Origin Story 2: Mabel Butler calls Edward Montgomery out, probably implies that France is a nation of lies, says Delmonico’s invented it
Two months after the publication of Clairborne’s column, Mabel Butler sent a letter to The New York Times Magazine saying, in as polite of a way as possible, “You shut your whore mouth, Edward P. Montgomery, I know who invented the Eggs Benedict.” According to her, she was a relative of Mrs. Le Grand Benedict, who lived with her husband in New York around the turn of the century, and would dine every Saturday at Delmonico’s. One day, Mrs. Benedict asked the maître d’hotel if they could get her something new and off menu (you might remember this scene playing out in the movie Ratatouille). When he asked for a suggestion of something to cook up (because he clearly wasn’t very good at his job) she suggested poached eggs on toasted English muffins with ham, Hollandaise sauce, and a truffle on top, because whenever someone asks us to make up a dish off the top of our hands, we all tend to ask for five separate specific ingredients that come from three different culinary traditions. Obviously. We don’t mean to say that the Le Grand Benedict family are full of shit, but they are absolutely full of shit.

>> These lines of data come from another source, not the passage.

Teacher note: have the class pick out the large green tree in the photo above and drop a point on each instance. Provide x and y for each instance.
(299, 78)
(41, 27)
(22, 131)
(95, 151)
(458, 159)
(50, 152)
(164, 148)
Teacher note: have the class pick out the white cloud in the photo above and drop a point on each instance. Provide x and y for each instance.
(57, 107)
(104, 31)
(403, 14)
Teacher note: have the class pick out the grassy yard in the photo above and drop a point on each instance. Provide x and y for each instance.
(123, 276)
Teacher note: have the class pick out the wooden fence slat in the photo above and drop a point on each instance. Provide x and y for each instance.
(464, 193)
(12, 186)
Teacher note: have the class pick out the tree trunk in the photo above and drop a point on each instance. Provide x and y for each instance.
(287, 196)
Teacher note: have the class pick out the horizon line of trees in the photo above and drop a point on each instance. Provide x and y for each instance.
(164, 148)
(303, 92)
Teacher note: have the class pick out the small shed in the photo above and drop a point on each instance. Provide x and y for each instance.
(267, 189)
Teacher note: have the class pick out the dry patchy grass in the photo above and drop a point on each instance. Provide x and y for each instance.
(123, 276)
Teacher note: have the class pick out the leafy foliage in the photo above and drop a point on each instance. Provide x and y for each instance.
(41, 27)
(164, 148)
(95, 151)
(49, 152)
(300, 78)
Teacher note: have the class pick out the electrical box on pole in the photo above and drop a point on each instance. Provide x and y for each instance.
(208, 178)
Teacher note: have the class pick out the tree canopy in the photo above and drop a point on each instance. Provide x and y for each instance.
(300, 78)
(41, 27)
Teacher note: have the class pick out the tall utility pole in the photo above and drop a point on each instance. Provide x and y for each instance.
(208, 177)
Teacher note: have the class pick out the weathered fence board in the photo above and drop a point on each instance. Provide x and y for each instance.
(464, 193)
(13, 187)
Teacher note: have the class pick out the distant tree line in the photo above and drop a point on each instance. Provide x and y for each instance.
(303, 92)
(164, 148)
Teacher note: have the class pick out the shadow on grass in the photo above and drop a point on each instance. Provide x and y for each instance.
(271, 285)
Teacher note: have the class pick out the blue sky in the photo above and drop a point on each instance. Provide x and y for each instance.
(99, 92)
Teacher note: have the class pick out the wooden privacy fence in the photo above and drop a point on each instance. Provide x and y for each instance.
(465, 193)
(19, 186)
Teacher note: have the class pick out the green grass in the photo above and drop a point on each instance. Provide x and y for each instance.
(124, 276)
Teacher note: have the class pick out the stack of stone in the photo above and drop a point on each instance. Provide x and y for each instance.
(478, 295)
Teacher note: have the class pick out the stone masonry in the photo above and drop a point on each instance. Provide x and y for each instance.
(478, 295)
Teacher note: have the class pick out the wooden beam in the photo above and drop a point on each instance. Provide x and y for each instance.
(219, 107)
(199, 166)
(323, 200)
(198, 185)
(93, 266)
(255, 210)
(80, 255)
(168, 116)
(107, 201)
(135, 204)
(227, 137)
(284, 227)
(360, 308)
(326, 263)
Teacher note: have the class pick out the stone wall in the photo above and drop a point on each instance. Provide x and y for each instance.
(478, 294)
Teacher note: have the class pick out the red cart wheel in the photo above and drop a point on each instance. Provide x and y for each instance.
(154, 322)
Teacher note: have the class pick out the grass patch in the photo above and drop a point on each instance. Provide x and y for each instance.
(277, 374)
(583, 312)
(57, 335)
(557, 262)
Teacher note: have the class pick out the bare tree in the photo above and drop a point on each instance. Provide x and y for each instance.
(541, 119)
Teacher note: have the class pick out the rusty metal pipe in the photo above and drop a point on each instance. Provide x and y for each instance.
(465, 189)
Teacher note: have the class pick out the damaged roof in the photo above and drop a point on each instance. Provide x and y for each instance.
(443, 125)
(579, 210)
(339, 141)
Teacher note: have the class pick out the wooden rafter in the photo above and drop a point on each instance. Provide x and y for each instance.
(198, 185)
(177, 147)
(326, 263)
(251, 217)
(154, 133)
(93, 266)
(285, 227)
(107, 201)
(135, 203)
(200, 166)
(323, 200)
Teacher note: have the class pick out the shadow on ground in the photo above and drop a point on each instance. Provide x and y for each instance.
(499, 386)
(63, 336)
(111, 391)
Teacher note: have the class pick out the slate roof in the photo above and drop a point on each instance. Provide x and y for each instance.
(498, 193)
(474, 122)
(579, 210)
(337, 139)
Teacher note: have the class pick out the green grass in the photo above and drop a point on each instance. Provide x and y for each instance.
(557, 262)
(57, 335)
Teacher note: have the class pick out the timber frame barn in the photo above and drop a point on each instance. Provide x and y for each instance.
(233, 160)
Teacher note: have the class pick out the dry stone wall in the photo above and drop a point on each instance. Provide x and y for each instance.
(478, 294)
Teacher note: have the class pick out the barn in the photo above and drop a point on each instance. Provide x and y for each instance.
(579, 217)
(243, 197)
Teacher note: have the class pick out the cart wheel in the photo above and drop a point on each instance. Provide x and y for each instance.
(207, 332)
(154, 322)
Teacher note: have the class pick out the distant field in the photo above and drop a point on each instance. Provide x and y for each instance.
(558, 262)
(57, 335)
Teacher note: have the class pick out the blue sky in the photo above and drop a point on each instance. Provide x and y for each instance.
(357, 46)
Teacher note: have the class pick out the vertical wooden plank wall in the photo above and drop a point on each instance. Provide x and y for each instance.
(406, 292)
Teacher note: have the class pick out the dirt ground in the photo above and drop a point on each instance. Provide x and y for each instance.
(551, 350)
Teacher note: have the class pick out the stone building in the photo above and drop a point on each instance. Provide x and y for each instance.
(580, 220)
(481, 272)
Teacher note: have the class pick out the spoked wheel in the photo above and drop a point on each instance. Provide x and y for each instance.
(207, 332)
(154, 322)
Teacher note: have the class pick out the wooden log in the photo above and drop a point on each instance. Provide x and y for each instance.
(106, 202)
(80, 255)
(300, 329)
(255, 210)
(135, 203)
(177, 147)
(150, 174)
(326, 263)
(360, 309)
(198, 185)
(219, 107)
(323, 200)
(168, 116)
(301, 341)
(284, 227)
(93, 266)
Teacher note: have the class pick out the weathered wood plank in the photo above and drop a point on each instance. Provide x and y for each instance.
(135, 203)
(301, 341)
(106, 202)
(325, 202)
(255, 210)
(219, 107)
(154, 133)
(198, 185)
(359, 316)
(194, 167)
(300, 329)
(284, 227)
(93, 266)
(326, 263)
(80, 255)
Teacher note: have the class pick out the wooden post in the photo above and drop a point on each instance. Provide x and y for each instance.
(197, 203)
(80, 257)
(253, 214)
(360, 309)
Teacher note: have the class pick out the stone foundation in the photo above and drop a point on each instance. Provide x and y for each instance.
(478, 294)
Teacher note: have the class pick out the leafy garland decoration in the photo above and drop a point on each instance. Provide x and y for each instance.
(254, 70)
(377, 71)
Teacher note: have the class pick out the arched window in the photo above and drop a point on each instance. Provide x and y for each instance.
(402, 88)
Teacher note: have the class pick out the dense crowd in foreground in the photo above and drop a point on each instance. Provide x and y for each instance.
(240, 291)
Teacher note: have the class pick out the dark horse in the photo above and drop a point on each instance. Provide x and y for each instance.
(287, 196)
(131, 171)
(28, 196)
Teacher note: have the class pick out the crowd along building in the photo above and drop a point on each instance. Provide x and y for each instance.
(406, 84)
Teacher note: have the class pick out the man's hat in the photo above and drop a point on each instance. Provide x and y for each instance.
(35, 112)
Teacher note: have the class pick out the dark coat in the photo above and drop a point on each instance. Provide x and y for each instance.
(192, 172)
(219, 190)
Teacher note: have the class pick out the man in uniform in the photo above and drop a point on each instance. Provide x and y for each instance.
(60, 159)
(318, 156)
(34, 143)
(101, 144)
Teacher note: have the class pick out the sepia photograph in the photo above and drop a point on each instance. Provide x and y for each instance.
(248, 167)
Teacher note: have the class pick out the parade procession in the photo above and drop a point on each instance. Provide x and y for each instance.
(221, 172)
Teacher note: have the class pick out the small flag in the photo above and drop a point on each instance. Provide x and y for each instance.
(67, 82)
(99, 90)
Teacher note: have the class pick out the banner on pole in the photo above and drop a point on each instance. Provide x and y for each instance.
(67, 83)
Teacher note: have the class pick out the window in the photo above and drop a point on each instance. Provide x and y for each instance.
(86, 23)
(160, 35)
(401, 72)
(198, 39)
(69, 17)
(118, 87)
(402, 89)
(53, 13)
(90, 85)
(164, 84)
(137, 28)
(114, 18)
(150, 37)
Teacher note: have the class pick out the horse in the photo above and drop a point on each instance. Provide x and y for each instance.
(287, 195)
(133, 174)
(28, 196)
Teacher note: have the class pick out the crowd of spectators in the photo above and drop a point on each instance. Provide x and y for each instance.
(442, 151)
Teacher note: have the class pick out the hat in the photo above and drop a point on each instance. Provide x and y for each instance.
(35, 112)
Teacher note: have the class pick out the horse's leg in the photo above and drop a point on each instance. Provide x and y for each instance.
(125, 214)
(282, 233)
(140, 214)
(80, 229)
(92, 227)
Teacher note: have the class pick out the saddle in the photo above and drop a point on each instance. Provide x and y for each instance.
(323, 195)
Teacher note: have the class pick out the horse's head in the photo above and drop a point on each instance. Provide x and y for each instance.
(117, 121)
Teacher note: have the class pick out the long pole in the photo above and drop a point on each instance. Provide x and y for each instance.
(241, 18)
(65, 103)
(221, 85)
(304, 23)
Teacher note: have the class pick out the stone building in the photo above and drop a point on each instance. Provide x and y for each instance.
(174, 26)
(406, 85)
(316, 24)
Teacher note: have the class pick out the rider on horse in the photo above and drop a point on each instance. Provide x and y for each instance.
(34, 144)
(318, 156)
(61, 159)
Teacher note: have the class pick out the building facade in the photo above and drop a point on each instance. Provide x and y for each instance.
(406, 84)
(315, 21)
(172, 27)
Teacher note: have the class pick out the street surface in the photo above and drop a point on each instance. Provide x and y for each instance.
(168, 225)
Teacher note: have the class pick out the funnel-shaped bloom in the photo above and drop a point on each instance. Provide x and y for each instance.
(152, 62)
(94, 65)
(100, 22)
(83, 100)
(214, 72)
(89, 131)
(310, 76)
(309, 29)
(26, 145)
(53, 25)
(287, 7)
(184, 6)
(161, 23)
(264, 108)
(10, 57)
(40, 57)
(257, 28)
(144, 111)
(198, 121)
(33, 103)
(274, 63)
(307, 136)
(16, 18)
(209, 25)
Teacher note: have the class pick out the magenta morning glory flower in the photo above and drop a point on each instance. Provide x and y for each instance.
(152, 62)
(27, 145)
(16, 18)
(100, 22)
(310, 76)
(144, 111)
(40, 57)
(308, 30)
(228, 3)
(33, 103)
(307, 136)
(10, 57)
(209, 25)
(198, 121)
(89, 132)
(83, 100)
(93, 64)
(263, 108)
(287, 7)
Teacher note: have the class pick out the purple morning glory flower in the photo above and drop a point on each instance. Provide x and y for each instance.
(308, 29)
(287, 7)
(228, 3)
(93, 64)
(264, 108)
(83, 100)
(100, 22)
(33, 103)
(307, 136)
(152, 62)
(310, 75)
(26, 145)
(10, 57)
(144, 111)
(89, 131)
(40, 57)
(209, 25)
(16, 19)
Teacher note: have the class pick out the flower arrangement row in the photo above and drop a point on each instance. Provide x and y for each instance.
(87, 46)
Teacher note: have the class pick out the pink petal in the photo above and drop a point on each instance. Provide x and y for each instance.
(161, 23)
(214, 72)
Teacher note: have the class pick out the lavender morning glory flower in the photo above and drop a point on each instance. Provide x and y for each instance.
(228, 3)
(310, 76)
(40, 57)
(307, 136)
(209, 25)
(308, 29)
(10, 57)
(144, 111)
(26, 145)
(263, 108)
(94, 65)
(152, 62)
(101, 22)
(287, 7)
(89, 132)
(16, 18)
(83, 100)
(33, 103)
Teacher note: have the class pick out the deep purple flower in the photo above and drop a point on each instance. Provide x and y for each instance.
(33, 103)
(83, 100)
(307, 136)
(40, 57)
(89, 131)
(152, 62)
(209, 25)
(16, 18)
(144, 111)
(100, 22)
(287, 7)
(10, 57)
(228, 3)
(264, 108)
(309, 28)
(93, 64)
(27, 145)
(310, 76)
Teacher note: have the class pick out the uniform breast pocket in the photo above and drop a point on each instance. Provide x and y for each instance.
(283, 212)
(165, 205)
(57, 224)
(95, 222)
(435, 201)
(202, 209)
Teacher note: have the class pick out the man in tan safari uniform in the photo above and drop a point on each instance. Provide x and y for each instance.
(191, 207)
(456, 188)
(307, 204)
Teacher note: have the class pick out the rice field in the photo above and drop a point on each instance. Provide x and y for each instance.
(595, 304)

That’s why we choose to believe this final tale.
Probably The Actual Origin Tale: Lemuel Benedict was hungover as shit at the Waldorf in 1894
This is what really happened, folks. Back in 1942, The New Yorker did an interview with a retired Wall Street stock broker named Lemuel Benedict, who claimed he wandered (stumbled) into the Waldorf Hotel in 1894 hoping to find a hangover cure. He ordered himself “buttered toast, poached eggs, crisp bacon, and a hooker of Hollander.” We know you just got really excited by the inclusion of the word “hooker” there, but unfortunately “hooker” was just an old-timey term for, basically, a shot of booze. The maître d’hotel of the Waldorf, Oscar Tschirky, decided the dish was delicious (duh), and added it to his menu, replacing the bacon with ham, and replacing the toast with toasted English Muffin.
Of course, this has to be the real account. Because only the collaboration between a hungover stock broker and the man largely known for popularizing Thousand Island Dressing can really explain how such a glorious American breakfast item could come to our collective consciousness.
So thank you, Lemuel Benedict and Oscar Tschirky, for curing untold millions of hangovers, and causing untold thousands of coronaries. And screw you Benedict Arnold, just because.